Introduction:
A SharePoint list is a simple collection of data that you can easily create and share with your team members. Lists are found in both on-premises and cloud versions of SharePoint. There are many ready-to-use list templates like tasks, surveys, contacts, and issue tracking. SharePoint List is useful for both business users and technical users. In one of our current projects, we use it along with Power APPs and Power Automate for Tabular model dynamic row level security setup (this will be another topic for a future blog J).
Before SharePoint Online List connector for ADF was available, we used to use SQL Server Integration Service (SSIS) to copy SharePoint List using OData Source to connect to SharePoint List.

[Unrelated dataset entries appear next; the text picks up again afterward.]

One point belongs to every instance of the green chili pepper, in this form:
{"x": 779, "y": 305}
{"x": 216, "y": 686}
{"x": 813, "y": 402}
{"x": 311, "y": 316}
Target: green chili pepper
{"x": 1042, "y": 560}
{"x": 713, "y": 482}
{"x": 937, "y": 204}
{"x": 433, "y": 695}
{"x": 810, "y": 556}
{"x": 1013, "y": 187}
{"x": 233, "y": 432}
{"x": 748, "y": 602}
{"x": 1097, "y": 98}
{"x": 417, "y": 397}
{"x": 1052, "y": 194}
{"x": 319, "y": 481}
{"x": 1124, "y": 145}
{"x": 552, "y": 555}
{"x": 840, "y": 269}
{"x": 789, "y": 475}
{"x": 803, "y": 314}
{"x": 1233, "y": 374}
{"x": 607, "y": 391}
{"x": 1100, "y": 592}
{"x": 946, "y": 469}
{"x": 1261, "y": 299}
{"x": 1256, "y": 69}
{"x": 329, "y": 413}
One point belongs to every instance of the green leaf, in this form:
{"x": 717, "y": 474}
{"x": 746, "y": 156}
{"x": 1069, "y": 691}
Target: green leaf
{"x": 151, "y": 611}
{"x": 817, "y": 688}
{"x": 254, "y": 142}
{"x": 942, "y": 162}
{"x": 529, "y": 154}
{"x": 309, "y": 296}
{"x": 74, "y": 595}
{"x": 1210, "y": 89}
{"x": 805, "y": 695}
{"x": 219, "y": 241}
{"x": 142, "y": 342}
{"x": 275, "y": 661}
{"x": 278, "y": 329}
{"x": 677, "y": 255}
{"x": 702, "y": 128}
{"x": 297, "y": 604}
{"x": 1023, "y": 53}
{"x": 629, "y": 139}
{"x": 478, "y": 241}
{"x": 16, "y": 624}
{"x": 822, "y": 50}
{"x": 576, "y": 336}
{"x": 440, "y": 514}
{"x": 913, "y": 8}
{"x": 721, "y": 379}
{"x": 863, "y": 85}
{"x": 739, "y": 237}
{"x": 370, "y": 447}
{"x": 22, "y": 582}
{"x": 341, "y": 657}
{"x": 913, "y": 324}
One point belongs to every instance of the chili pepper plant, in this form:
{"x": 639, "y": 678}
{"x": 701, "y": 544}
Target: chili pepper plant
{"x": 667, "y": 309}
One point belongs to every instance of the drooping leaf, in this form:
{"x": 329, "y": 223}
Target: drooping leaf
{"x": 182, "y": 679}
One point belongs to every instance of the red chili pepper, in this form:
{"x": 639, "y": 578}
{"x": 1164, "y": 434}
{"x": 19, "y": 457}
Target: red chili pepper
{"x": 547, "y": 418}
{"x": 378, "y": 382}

In this blog, I will show you how to copy SharePoint Lists using Azure Data Factory. And to make copying multiple lists more dynamic, we created control tables along with parameters. Then we assigned parameters with values of OData query statements for copying SharePoint Lists.
Prerequisites:
- App registration
In order to connect to SharePoint, the SharePoint List Online connector uses service principal as the authentication method. So, we need first to create an app registration in Azure Active Directory and copy Application ID, Tenant ID. Secondly, create a new client secret as show below:
2. Grant SharePoint Online site permission to your registered application
For this step, Microsoft provides a good document. One thing I want to mention is that please make sure this step is performed by a person who has the SharePoint Online site owner permission. The developers usually don’t have that permission.
You can check it (little different from MSFT doc) by going to the site home page -> click “Settings” in the right corner -> then click “permissions” -> check “Site owners – full control” to see who is the “Owner”.
3. Create Linked Service
We use SharePoint Online List connector to create a Linked Service for SharePoint lists online, the configuration should like this.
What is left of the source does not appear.